Now, read this, dear reader. It might shock you!

(a) Global warming and Hotter temperatures..

“Nearly all land areas are seeing more hot days and heat waves; 2020 was one of the hottest years on record. Higher temperatures increase heat-related illnesses and can make it more difficult to work and move around. Wildfires start more easily and spread more rapidly when conditions are hotter…”

We have witnessed, and heard of some people in the country collapsing due to excessively high temperatures. People suffering from ailments like hypertension (high blood pressure) are more to prone to being affected by hotter temperatures which might be caused by global warming.

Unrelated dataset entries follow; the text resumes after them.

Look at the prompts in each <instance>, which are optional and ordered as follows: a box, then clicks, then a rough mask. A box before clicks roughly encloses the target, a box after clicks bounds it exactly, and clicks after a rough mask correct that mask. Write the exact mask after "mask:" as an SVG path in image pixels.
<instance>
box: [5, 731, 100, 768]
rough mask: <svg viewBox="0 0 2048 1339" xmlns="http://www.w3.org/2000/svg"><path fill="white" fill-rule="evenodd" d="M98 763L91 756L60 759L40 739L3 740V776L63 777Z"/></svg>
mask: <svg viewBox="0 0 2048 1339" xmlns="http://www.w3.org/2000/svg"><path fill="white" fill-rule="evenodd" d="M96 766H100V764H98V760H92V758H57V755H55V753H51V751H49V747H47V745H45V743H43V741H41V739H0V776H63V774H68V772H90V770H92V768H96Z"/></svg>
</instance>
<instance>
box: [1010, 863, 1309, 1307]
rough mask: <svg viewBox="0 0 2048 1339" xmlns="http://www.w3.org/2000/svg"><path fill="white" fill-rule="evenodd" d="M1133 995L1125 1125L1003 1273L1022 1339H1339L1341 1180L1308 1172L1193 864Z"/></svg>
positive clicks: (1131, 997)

(b) More severe storms – changes in temperature cause changes in rainfall. This results in more severe and frequent storms. They cause flooding and landslides, destroying homes and communities, and costing billions of dollars (Emangeni, in our case).

Places like Mbabane, have in the past experienced frightening flooding which affected business centres like retail shops, offices, where goods were soaked in water, costing hundreds of thousands in damages.

(c) Increased droughts – water is becoming scarcer in more regions. Droughts can stir destructive sand and dust storms that can move billions of tons of sand across continents. Deserts are expanding, reducing land for growing food. Many people now face the threat of not having enough water on a regular basis.

(d) Not enough food – changes in climate and increases in extreme weather events are among the reasons behind a global rise in hunger and poor nutrition. Fisheries, crops, and livestock may be destroyed or become less productive. Heat stress can diminish water and grasslands for grazing.

Finally, actions to take: preventative actions – are imperative for all of us to take, and, at least, try to reduce human activities that contribute to global warming. If we are to save this planet, reduce poverty, illnesses, as well as numerous, other effects of climate change, we need to be committed in taking action. Lena, yindzaba yetfu sonkhe, ma-Swati akitsi…

Let us all endeavour to:

(1) Use less energy by lowering your heating and cooling, switching to LED light bulbs and energy-efficient electric appliances, washing your laundry with cold water, or hanging things to dry instead of using a dryer.

(2) Walk, bike, or take public transport – the world’s roadways are clogged with vehicles, most of them burning diesel or gasoline. Walking or riding a bike instead of driving will reduce greenhouse gas emissions — and help your health and fitness. For longer distances, consider taking a train or bus. And carpool whenever possible.”

Tall order? No! We can do it, ma-Swati akitsi. Let us try waking up early, walk from, say, from Manzini to Matsapa on our way to work, or to do personal errands, leaving our cars behind, since these emit fumes from car exhaust systems. If your skorokoro emits clouds of dark, exhaust system fumes – park it at home, and take a bus or kombi to work..

This one will shock you..Did you know that it is important to:

(3) Throw away less food – When you throw food away, you’re also wasting the resources and energy that were used to grow, produce, package, and transport it. And when food rots in a landfill, it produces methane, a powerful greenhouse gas. So use what you buy and compost any leftovers…

Finally, it is important that those in our country who know about the effects of global warming, and what climate change is all about, write (like I am doing) to educate the population about such; involve those who might not know about this climate change phenomenon.

Let us all endeavour to talk to our friends and family, with those we interact with, and make sure our representatives in government, the private sector, etc., are making good decisions..

Wishing you all a blessed day. Peace! Shalom!